We examine how machine learning techniques can be used to solve handwriting recognition issues
Recent Deep Learning advancements, such as the introduction of transformer topologies, have helped us accelerate our handwritten character recognition. Intelligent Character Recognition (ICR), is a term used to describe the process for recognizing handwritten content. ICR algorithms require more intelligence than ordinary OCR.
This post will cover the challenges of handwritten text identification and the techniques that can be used to tackle them using deep learning and machine learning.
In the healthcare/pharmaceutical industry, patient medication digitization is a serious issue. Roche processes millions of PDFs each day, processing petabytes in medical PDFs. Handwritten character recognition is also important in areas such as patient enrollment and form digitization. Handwriting analysis can be a great service for hospitals and pharmaceutical companies.
An insurance company that is large receives more than 20 million documents each day. A delay in processing a claim can have a serious impact on the business. There may be a variety in the claims documents, so relying on only human processing can slow down the process.Also read: 14 Best Webinar Software Tools in 2021 (Ultimate Guide for Free)
Regularly, people write checks. They continue to play an important role in most non-cash transactions. In many developing countries, the current check processing method involves staff at a bank to manually enter the information on cheques and verify data like signature and date. A handwriting textual recognition system is a cost-saving tool that can be used to save time and money on bank processing.

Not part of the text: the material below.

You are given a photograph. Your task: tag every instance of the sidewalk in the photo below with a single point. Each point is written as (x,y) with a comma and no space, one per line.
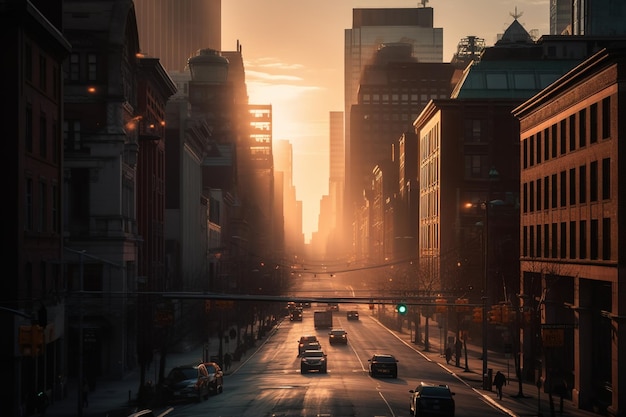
(533,402)
(116,398)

Images of historic knowledge are being digitalized and made accessible to the public by uploading scans. This effort will not be effective if the text within the photos cannot be identified and indexed, queried, and browsed. Handwriting identification is crucial for bringing twentieth-century papers, postcards and research works alive.
In the initial attempts to recognize handwriting, ML methods like Hidden Markov Models (HMM), SVM, and others were used. After pre-processing the text, feature extraction is used for identifying key information about each character. This includes loops, tipping points, aspect ratios, and so forth. These features are then passed to a classifier like HMM to get the results. The machine-learning algorithms‘ performance can be limited by the manual feature extraction and their low learning capacity. It is not scaleable because the feature extraction stage for each language is different. The handwriting recognition rate has increased dramatically since the introduction of deep learning.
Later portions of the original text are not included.